In fact, Sarah’s own head is in the clouds, having secured her first full-time job in an industry she has trained for and loves.
Pania is a trophy coveted by students doing EIT’s Diploma in Video and Electronic Media. Inspired by the iconic statue of the Maori maiden Te Pania in Napier’s Marine Parade Gardens, the gold-painted figurine is the top accolade at the annual end-of-year event organised by students doing the two-year programme.
Sarah won the award in 2009 and took Pania with her when she moved to Christchurch early the following year.
Originally from Timaru, she was keen to be closer to home and had her sights set on a job in the South Island. But, as her lecturers warned, securing a permanent position wasn’t easy.
Sarah took whatever industry jobs were going, making a couple of music videos and a short film. She also did an unpaid editing internship with a conservation group.
“It was midwinter, and my coldest job ever.

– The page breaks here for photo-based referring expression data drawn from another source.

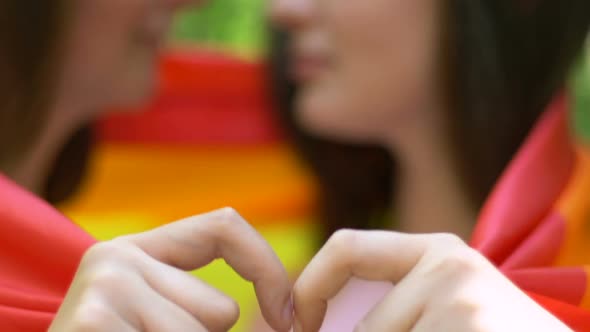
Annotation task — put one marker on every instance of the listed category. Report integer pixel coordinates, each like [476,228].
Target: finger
[402,307]
[377,255]
[159,314]
[92,315]
[215,310]
[194,242]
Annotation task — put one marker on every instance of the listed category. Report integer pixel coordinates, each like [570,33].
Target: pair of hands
[139,283]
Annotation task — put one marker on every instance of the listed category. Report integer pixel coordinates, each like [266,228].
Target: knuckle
[91,315]
[228,218]
[363,326]
[461,261]
[448,240]
[108,278]
[106,251]
[227,313]
[342,241]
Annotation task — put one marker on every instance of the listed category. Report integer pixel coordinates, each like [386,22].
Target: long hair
[30,61]
[29,38]
[504,62]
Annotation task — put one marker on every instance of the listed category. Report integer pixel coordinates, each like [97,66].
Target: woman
[135,283]
[62,63]
[450,90]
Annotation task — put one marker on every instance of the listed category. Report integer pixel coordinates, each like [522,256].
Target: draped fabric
[534,228]
[536,224]
[39,253]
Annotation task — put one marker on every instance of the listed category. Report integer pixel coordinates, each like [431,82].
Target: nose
[290,14]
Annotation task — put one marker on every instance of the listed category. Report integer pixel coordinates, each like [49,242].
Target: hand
[138,282]
[440,285]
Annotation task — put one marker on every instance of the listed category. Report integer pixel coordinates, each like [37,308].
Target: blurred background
[209,139]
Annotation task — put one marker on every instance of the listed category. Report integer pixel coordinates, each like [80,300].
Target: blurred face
[366,69]
[111,48]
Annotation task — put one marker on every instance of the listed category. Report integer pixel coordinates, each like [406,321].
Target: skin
[368,72]
[138,283]
[110,50]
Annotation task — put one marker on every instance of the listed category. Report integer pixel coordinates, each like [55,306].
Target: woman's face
[365,67]
[111,48]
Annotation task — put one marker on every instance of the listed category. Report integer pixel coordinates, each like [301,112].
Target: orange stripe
[586,299]
[574,206]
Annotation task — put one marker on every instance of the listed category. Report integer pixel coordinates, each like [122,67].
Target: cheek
[381,73]
[103,56]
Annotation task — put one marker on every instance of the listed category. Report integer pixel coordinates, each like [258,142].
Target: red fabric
[40,252]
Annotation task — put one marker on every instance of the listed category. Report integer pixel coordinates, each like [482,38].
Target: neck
[429,196]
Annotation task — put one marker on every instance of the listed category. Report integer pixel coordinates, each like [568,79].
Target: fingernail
[297,326]
[288,311]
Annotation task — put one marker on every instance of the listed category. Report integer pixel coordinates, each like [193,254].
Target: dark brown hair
[30,36]
[505,59]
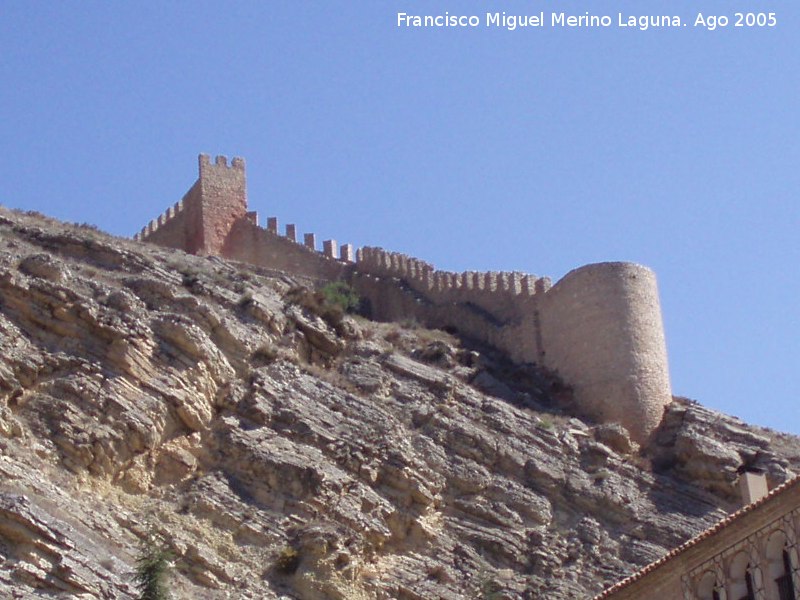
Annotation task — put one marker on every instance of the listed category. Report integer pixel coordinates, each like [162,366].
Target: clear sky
[475,148]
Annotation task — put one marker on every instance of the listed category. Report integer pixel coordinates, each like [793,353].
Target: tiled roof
[697,539]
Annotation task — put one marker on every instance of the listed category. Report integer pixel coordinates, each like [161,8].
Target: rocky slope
[283,451]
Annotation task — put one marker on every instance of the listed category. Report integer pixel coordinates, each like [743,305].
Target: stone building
[750,555]
[599,327]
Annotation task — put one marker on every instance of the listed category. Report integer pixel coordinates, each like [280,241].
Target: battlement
[220,161]
[599,326]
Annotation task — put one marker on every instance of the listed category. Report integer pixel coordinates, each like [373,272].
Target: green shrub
[288,561]
[338,293]
[152,568]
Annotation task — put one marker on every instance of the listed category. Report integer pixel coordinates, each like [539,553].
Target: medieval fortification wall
[599,327]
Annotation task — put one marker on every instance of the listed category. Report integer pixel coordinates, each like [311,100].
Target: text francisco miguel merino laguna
[556,19]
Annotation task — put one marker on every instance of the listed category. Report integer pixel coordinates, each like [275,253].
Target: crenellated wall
[599,327]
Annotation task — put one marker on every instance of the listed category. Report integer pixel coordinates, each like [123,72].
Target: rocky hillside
[283,450]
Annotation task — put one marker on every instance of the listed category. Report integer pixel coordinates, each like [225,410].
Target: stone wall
[599,327]
[716,563]
[249,243]
[601,330]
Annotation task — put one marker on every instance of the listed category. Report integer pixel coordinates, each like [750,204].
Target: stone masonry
[599,327]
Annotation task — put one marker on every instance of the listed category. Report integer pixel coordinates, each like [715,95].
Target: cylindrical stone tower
[602,331]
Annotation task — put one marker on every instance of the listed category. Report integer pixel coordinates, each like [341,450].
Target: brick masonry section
[599,327]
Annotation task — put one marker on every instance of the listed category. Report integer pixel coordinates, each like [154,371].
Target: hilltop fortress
[599,327]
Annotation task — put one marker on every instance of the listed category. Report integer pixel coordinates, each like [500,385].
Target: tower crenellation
[599,326]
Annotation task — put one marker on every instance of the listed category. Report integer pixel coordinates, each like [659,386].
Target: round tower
[602,331]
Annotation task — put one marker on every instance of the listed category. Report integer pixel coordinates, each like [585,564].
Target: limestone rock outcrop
[285,454]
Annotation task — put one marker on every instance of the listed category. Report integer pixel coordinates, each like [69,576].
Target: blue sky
[536,150]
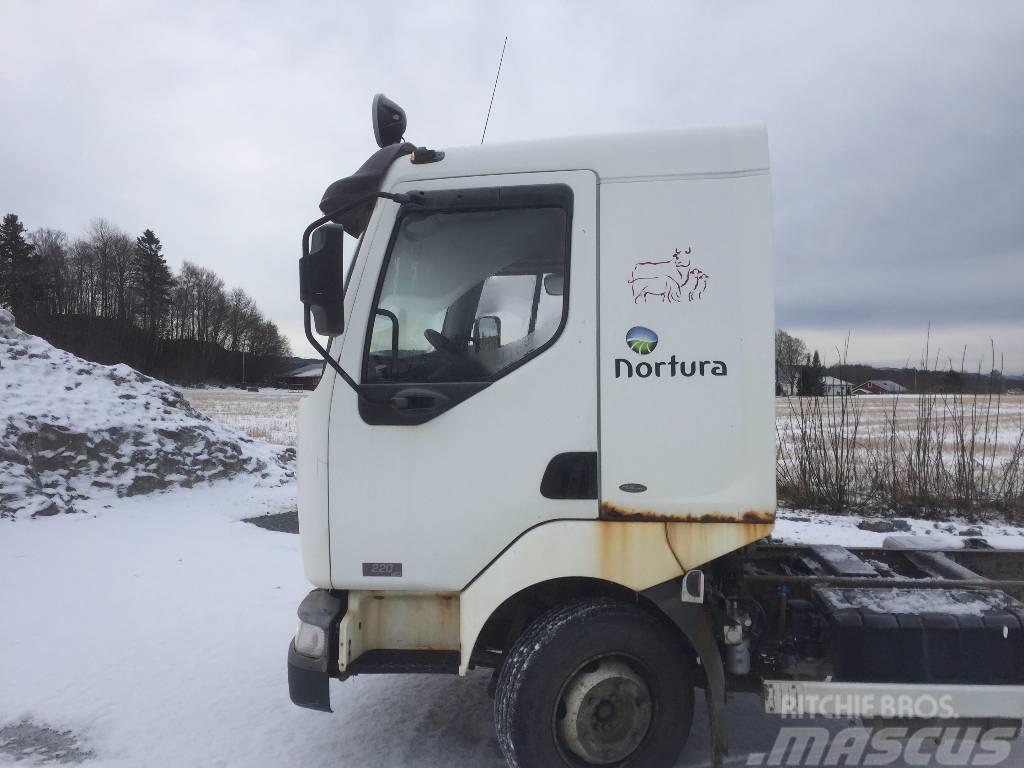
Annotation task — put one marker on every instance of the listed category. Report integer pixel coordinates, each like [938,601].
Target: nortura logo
[641,340]
[670,368]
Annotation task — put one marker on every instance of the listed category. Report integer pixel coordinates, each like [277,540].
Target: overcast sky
[896,130]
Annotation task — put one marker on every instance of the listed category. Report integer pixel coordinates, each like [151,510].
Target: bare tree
[790,355]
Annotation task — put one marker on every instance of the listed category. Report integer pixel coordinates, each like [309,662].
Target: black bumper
[308,679]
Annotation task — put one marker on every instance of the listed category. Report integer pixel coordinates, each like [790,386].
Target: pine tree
[152,282]
[19,278]
[817,376]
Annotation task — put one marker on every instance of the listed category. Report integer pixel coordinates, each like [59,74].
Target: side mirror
[322,280]
[389,121]
[554,285]
[487,332]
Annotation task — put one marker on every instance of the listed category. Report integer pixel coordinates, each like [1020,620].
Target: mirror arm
[396,198]
[327,355]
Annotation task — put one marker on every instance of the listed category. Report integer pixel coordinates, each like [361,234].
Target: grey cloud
[897,129]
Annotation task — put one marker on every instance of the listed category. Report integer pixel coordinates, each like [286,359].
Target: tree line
[800,372]
[112,298]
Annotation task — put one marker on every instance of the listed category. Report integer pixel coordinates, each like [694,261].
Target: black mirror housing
[554,285]
[322,280]
[389,121]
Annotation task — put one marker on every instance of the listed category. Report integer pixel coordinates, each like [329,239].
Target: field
[923,455]
[911,454]
[268,415]
[879,412]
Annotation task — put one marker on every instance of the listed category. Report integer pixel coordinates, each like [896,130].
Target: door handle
[419,401]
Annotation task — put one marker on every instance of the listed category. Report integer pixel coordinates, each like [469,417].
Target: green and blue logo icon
[641,340]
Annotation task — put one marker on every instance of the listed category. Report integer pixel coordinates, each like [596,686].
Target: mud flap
[692,621]
[308,685]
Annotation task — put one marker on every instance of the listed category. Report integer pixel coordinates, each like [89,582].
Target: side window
[468,295]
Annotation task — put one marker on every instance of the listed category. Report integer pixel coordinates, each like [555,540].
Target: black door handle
[419,401]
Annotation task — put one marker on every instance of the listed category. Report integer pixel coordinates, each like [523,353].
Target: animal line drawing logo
[669,280]
[641,340]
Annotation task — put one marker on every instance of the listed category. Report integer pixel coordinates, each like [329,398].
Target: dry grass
[920,455]
[268,415]
[931,454]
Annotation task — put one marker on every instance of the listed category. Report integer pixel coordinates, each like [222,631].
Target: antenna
[495,90]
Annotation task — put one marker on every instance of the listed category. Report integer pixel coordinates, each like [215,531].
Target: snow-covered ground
[72,430]
[154,632]
[815,527]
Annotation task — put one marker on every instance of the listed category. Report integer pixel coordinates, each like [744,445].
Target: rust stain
[609,511]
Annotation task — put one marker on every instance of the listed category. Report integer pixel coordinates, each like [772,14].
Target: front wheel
[594,682]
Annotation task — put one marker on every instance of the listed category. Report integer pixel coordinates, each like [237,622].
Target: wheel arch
[511,617]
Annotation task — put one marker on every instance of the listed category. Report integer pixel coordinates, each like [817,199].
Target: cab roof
[730,151]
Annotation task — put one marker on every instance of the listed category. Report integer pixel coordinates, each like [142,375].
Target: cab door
[473,335]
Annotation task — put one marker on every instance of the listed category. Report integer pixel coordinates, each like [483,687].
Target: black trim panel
[571,475]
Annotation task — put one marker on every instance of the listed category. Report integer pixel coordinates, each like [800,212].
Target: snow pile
[72,429]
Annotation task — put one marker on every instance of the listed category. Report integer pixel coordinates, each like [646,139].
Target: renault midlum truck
[544,444]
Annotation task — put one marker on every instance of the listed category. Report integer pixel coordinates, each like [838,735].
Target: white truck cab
[548,396]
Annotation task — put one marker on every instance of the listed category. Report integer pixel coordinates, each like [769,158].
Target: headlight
[309,640]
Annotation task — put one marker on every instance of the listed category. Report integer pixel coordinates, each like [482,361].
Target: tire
[542,718]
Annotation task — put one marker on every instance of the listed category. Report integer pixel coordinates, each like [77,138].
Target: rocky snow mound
[72,429]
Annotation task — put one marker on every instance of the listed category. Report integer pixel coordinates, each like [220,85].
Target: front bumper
[308,678]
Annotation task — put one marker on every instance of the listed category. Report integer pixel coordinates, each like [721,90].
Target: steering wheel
[448,348]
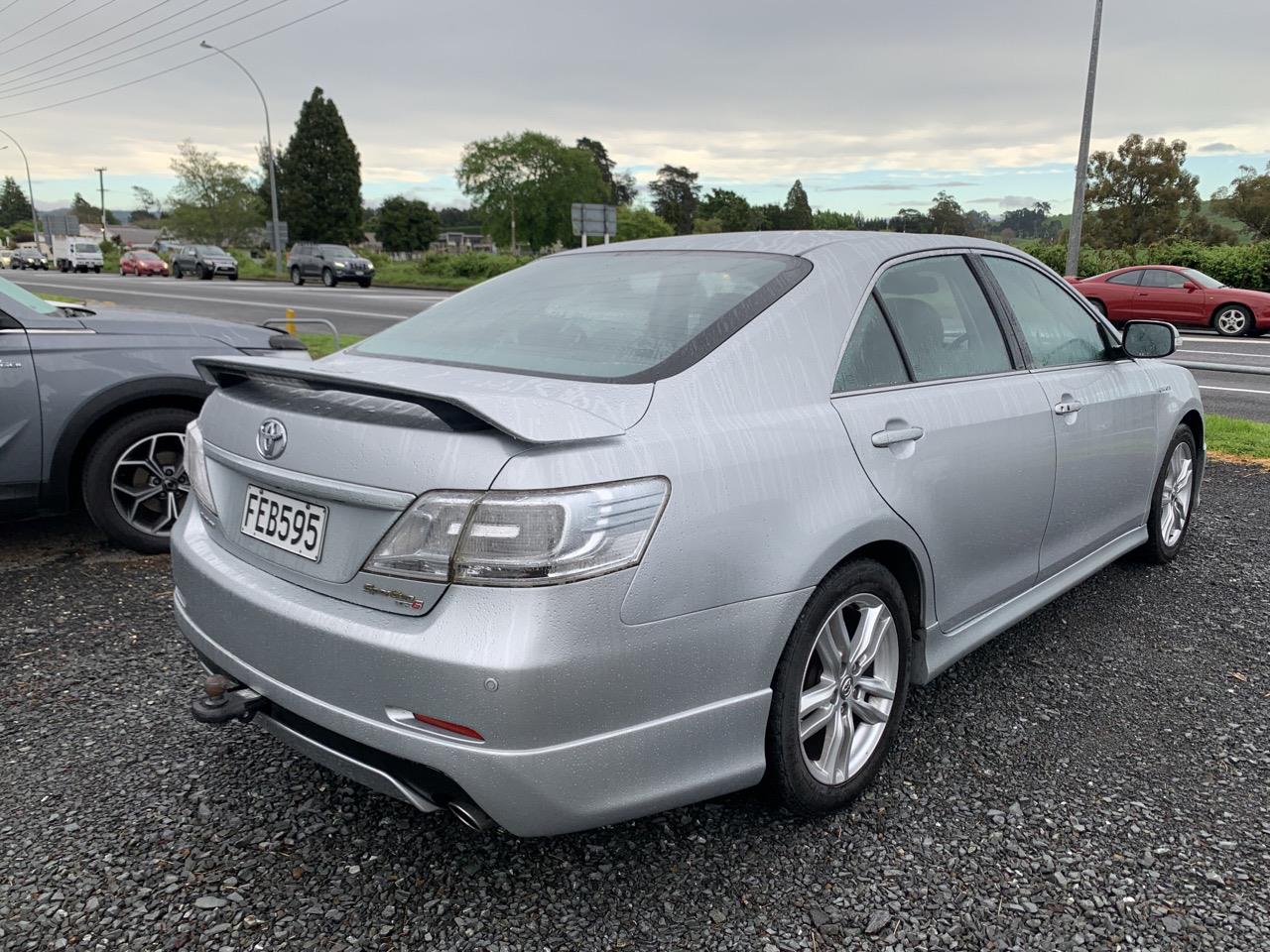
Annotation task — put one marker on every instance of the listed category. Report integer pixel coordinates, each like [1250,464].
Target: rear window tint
[627,316]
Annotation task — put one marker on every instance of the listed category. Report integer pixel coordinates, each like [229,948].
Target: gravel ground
[1095,778]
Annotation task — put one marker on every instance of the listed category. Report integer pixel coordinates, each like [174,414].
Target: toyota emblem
[271,439]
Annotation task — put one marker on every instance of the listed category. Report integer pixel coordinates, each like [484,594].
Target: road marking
[300,311]
[1234,390]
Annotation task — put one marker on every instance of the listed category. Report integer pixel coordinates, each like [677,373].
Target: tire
[109,480]
[1232,320]
[1162,544]
[849,592]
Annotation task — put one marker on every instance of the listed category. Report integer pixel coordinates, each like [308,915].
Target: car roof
[874,244]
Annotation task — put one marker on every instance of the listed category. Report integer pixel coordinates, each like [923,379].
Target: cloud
[898,185]
[1007,202]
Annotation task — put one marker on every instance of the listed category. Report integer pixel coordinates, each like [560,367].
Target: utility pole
[100,179]
[1082,163]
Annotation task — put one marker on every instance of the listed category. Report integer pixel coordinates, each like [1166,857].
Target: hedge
[1237,266]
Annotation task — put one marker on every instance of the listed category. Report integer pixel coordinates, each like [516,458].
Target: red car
[1182,296]
[143,263]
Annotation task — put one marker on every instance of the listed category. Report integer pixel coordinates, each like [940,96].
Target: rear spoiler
[532,419]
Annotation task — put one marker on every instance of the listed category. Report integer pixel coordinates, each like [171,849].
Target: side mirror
[1150,339]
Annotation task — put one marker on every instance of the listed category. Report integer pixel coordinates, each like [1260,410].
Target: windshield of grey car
[627,316]
[26,298]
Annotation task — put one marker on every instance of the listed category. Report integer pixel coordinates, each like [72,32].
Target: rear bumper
[590,721]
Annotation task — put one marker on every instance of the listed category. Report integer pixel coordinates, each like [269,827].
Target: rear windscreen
[626,316]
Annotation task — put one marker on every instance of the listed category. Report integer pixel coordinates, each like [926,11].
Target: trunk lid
[366,435]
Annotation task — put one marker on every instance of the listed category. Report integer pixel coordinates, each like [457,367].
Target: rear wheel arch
[99,414]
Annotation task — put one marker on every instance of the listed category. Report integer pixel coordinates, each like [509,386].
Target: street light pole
[31,191]
[268,144]
[1082,163]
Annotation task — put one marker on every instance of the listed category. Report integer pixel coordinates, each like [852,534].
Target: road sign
[594,218]
[282,234]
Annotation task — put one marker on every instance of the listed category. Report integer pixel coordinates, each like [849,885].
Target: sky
[874,105]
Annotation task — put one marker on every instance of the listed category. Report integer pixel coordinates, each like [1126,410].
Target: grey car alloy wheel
[1175,497]
[149,483]
[848,687]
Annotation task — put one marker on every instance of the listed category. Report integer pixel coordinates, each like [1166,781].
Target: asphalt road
[1093,778]
[350,308]
[1241,395]
[365,311]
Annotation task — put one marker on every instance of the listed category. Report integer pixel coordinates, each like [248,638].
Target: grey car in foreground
[94,407]
[642,525]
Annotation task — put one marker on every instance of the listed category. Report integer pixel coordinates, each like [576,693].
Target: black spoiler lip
[530,419]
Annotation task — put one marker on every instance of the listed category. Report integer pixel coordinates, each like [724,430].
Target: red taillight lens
[448,726]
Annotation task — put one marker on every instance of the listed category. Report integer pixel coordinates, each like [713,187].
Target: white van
[76,254]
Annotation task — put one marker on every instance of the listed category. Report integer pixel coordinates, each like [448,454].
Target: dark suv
[331,263]
[203,261]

I had to wear a puffer jacket all the time – one of the crazy things you do because you want the work.”
Although she wasn’t directly employed by Canterbury Television, Sarah was often in the ill-fated CTV building doing interviews for live broadcasts. Having met the staff, she was devastated to learn that the earthquake had collapsed the multi-storey structure, killing 116 people.
Before the disaster struck, Sarah had been interviewed for a job with Pickled Possum, a production company which makes children’s television programmes, and she was awaiting the company’s phone call when the tremors started. Fortunately, she came through physically unscathed but was traumatised by the loss of lives and city-wide devastation.
Moving back to Timaru to be with her family, she wondered if her career in the film industry might be over just as it was starting.
“I thought that’s it. I’m not going to do any more film work in Christchurch. Pickled Possum will relocate to Auckland or somewhere else.”
Later, supported by family and her partner Tom, Sarah ventured back into her Christchurch house and was amazed and relieved to find it undamaged. She had mixed feelings, however, when she discovered the Pania statuette. Her treasured figurine had lost its head as it toppled from pride of place on top of the TV set onto the floor.
“I cried and laughed at the same time. Apart from a couple of plates, it was the only thing damaged in the quake. It was a bit of light relief and sad at the same time.”
Then, some months after the quake, Sarah had a stroke of good fortune. She was phoned by Pickled Possum who told her they were staying on in Christchurch and would like to take her on as offset props and production assistant for a new children’s show called Tiki Tours to be screened on TVNZ.
“After all the drama around the disaster, that was the most amazing news,” says the delighted 24-year-old.
Rating her EIT study as “probably the best thing I’ve ever done”, Sarah stays in touch with her former lecturers. When she told these “incredibly good mentors” about Pania’s mishap, they proposed repairing or replacing the broken figurine – an offer she has courteously declined.
“I think she’s just perfect the way she is,” she says. “It’s probably the proudest thing I’ve even done, getting her. As she is now, she reminds me not only of Napier and EIT but also of Christchurch and the times we’ve been through together.”